Se espera que este mecanismo se convierta en una nueva herramienta eficaz para la modificación del genoma. La modificación programable del genoma guiada por ARN abre una nueva forma de edición del genoma.

Tijeras de ADN programables: el ARN bicatenario descubierto por el sistema inmunológico bacteriano guía a Cas9 para cortar el ADN invasor en sitios específicos. La modificación artificial de este ARN bicatenario se puede utilizar para la edición del genoma.

Resumen original de la revista Science:

Una endonucleasa de ADN programable dual guiada por ARN en la inmunidad bacteriana adaptativa

Los sistemas CRISPR/Cas proporcionan a las bacterias y arqueas inmunidad adaptativa contra virus y plásmidos mediante el uso de crRNA para guiar el silenciamiento de ácidos nucleicos invasores.

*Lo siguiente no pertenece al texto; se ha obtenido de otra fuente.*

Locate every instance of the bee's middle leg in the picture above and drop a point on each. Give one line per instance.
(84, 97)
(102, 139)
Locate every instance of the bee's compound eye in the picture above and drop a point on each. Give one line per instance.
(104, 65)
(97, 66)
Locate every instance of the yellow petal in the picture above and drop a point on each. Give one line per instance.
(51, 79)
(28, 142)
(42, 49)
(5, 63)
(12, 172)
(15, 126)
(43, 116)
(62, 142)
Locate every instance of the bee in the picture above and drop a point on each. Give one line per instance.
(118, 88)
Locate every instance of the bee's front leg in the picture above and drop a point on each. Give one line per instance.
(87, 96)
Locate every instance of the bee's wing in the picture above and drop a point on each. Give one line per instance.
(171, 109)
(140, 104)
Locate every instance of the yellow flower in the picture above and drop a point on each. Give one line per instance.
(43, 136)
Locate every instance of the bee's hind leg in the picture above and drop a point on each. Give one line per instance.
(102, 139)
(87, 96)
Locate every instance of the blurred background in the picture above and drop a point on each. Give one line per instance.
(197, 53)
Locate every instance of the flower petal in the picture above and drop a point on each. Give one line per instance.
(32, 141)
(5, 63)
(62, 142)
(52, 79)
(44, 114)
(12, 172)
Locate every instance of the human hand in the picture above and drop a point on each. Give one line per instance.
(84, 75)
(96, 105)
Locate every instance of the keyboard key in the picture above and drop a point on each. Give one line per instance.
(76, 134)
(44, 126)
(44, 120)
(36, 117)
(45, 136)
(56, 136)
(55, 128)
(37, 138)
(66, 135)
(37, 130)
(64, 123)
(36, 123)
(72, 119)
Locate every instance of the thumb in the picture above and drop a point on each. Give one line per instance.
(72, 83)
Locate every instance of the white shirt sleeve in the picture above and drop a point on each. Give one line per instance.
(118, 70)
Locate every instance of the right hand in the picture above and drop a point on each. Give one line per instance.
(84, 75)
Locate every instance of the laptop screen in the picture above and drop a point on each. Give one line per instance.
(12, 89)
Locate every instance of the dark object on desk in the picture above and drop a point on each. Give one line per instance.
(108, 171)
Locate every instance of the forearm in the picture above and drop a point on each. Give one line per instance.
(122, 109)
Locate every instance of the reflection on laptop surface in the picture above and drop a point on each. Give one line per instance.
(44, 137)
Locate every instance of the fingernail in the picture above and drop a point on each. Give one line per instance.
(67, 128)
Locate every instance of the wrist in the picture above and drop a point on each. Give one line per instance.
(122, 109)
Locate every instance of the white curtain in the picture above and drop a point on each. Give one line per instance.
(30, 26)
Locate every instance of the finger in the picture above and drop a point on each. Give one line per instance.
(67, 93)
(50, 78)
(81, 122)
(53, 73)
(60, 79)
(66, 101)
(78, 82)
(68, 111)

Aquí mostramos que en un subconjunto de estos sistemas, las bases del crRNA maduro emparejadas con el tracrRNA transactivador forman una estructura de dos ARN que dirige la proteína Cas9 asociada a CRISPR. para introducir roturas de doble hebra (ds) en el ADN objetivo en sitios complementarios a la secuencia guía de ARNcr, el dominio de nucleasa Cas9 HNH escinde la hebra complementaria mientras que el dominio tipo Cas9 RuvC escinde la hebra no complementaria. , cuando se diseña como una única quimera de ARN, también dirige la escisión de ADN ds Cas9 de secuencia específica. Nuestro estudio revela una familia de endonucleasas que utilizan ARN duales para la escisión de ADN de un sitio específico y destaca el potencial de explotar el sistema para la edición del genoma programable por ARN.